Some 26% of international students leave Denmark within three months of securing their degree, and 38% within 21 months, according to a report in Magisterbladet magazine, based on data from Statistics Denmark.
According to ministry analysis, only one in three international students stay on long enough to contribute more to the economy than the public money invested in funding their education in Denmark.
Minister of Higher Education and Science Tommy Ahlers said in a press statement: “We cannot fulfil the education obligations of other countries.
“We need to do more so that talented international students stay, and work here, after graduation. And we need to adjust the number of places on the programmes where the students quickly slip back home.”

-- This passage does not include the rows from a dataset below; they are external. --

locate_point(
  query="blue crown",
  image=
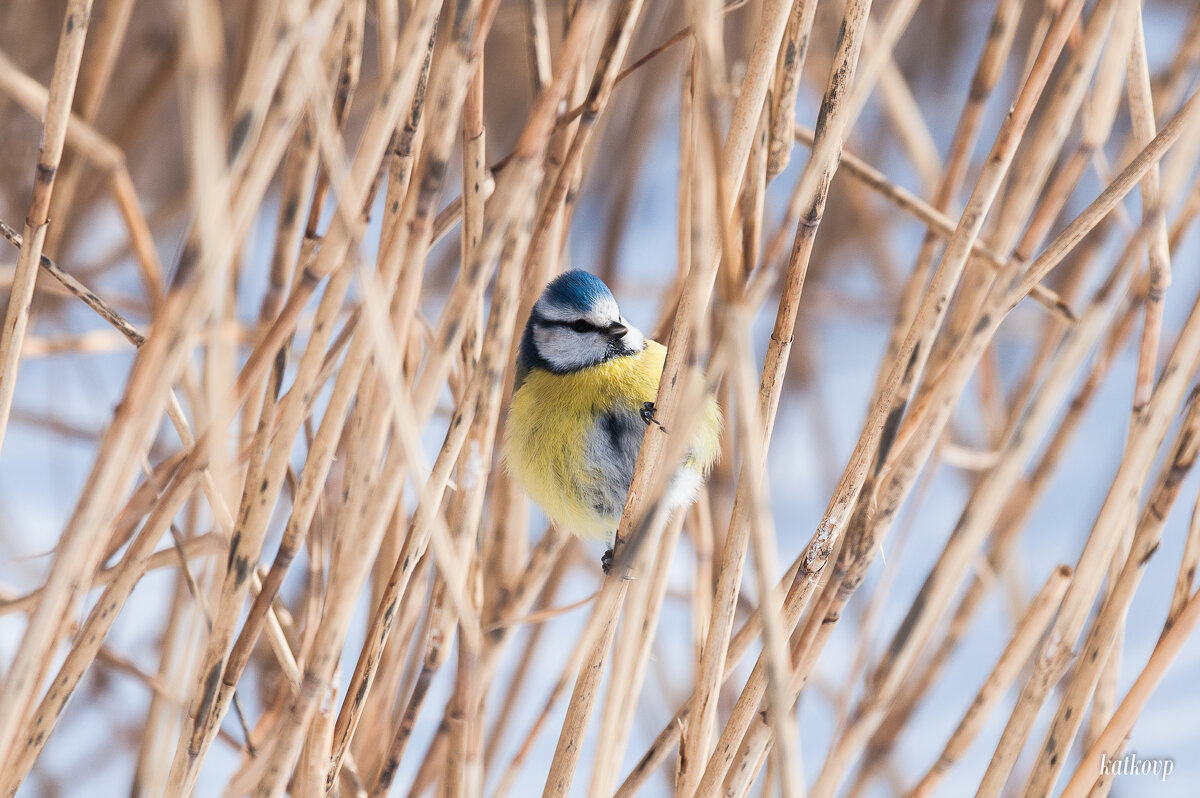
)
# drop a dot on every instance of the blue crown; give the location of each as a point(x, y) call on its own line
point(577, 289)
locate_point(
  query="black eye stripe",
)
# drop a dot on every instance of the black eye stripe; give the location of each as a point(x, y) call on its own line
point(579, 325)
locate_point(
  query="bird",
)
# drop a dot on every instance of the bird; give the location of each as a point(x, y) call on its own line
point(585, 389)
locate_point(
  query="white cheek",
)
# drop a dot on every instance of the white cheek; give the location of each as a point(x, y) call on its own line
point(633, 340)
point(567, 351)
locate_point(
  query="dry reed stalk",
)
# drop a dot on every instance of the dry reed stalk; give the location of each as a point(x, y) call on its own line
point(1105, 629)
point(58, 113)
point(819, 174)
point(351, 418)
point(1014, 657)
point(1121, 724)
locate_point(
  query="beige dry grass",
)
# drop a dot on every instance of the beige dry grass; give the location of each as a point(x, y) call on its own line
point(335, 405)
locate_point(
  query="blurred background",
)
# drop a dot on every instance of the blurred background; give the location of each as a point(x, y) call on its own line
point(624, 229)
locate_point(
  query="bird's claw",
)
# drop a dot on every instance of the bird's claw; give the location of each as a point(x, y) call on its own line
point(648, 415)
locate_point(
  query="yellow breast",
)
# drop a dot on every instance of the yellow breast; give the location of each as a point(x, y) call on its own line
point(551, 417)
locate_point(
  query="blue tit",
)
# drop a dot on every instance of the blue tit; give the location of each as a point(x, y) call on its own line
point(586, 379)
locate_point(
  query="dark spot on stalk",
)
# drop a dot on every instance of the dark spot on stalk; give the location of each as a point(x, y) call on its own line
point(238, 136)
point(240, 569)
point(210, 691)
point(888, 435)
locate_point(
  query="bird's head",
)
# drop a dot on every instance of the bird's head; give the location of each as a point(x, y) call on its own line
point(575, 324)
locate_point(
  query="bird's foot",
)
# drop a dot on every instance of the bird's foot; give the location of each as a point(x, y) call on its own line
point(648, 415)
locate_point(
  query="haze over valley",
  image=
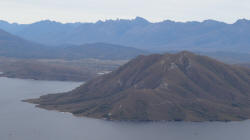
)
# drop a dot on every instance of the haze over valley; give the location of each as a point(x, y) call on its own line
point(119, 70)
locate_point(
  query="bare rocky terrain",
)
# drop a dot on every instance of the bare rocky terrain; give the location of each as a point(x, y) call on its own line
point(170, 87)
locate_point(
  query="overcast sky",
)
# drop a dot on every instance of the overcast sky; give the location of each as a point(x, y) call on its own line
point(27, 11)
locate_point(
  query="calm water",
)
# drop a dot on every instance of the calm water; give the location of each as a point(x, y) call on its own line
point(22, 121)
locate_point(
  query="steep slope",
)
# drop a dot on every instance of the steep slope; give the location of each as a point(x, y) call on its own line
point(179, 87)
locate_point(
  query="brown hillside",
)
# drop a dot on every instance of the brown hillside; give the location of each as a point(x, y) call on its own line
point(172, 87)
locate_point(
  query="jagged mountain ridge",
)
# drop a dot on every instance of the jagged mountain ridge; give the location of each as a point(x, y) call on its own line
point(209, 35)
point(13, 46)
point(172, 87)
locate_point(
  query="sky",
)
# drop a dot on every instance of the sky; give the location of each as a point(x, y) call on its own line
point(29, 11)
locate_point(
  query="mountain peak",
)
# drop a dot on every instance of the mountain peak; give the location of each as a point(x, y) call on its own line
point(181, 86)
point(141, 20)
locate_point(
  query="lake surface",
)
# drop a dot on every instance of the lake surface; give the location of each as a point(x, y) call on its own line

The ministry will enter into a dialogue with the universities and the university colleges in order to discuss how to improve the English-taught degrees so that these can become more relevant for the Danish workforce, Ahlers said.
“Among the factors we will ask universities to document when applying for [permission to run] a new masters degree taught in English is how this degree will succeed in giving the candidates a relevant job upon graduation," Ahlers said.
While the 2017 reduction in intake was directed towards the professional business academies, the 2019 reduction is hitting the masters degrees at universities that are taught in English.
"Denmark is an attractive study country for international students. In 2004 there were 7,500 English-taught students at Danish universities. In 2016 there were approximately 22,100,” the press release said.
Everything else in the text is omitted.